Für Helmut Kohl zählte Freundschaft immer mehr als das Gesetz: Die politische Walze
Woher noch die Empörung nehmen? Ab nächsten Montag ermittelt der Staatsanwalt gegen Helmut Kohl, doch die Republik hat sich fürs Erste müde erregt. Das ist wie beim Schlittenfahren – am Ende der Talfahrt verliert sich der Schwung. Zu Beginn des 21. Jahrhunderts wird der Kanzler des 20. Jahrhunderts juristisch demontiert. Der Streit um seine historische Rolle hat da allerdings erst begonnen.
Wie wird man Helmut Kohl in zwanzig oder dreißig Jahren einschätzen?

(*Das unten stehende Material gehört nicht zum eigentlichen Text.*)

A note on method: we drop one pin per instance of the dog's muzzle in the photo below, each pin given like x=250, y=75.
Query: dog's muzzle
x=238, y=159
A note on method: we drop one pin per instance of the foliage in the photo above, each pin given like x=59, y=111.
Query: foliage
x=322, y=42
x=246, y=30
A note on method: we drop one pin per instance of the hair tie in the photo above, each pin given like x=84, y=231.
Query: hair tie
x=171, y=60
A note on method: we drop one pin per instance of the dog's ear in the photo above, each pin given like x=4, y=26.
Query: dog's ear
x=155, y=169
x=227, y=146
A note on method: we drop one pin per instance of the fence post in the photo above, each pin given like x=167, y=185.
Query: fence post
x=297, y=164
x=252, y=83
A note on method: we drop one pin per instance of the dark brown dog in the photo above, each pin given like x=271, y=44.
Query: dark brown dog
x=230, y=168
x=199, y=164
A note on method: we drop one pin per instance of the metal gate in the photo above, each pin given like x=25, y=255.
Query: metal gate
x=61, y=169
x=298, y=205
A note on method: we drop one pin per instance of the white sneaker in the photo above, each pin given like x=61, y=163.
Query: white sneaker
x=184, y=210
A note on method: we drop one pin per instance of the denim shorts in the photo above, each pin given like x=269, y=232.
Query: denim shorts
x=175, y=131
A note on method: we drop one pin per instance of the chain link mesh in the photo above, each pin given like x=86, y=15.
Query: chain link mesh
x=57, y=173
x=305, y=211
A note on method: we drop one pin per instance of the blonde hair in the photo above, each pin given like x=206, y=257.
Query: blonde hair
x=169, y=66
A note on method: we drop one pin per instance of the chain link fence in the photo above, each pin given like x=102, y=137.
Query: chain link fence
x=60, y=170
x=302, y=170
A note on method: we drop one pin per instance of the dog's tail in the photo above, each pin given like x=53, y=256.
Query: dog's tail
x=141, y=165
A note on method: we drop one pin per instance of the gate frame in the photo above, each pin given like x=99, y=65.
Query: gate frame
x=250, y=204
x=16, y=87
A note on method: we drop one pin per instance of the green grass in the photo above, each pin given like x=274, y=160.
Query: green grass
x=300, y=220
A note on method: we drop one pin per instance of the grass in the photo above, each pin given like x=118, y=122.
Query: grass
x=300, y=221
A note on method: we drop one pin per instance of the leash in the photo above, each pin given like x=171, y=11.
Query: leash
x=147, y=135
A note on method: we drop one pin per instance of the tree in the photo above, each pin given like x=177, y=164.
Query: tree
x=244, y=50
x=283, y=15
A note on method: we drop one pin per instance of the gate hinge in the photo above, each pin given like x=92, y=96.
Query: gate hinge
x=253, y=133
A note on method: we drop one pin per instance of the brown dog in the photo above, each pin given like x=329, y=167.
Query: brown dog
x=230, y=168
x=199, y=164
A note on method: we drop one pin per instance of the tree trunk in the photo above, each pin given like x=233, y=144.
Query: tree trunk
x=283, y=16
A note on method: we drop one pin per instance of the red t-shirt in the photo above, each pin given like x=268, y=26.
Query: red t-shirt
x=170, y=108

Als Bimbes-Kanzler mit den Fingern in den schwarzen Spendentöpfen? Oder als Mercedes unter den Kanzlern, der von eilfertigen Biografen so lange auf Hochglanz poliert wurde, dass von den paar Schmutzflecken des Jahres 1999 nichts mehr zu sehen ist? Es gibt die Tendenz, je nach persönlicher und politischer Präferenz ihn auf eines der zwei Bilder zu reduzieren.
Die Wirklichkeit ist beunruhigender: Kohl hätte die deutsche Einheit nicht so erfolgreich herbeiorganisieren können, wenn er nicht über jene Eigenschaften verfügte, die ihn auch in den Spendensumpf führten. Da ist zum Ersten Kohls Wille als Walze, die sich durch die Welt schiebt und alle Hürden einfach überrollt. Im Fall der Parteispenden ist er dafür übers Grundgesetz gewalzt, im Fall der Einheit über Maggie Thatcher und andere Miesepeter. Da ist zum Zweiten Kohls Verwurzelung im „Jahrhundert der Ideologien“. Seine illegale Unterstützung der CDU-Landesverbände im Osten rechtfertigte er mit dem Kampf gegen die wieder erstarkenden Roten. Ähnlich simplizistisch war das Weltbild, das ihn entgegen dem Zeitgeist der 80er-Jahre an die Wiedervereinigung glauben ließ.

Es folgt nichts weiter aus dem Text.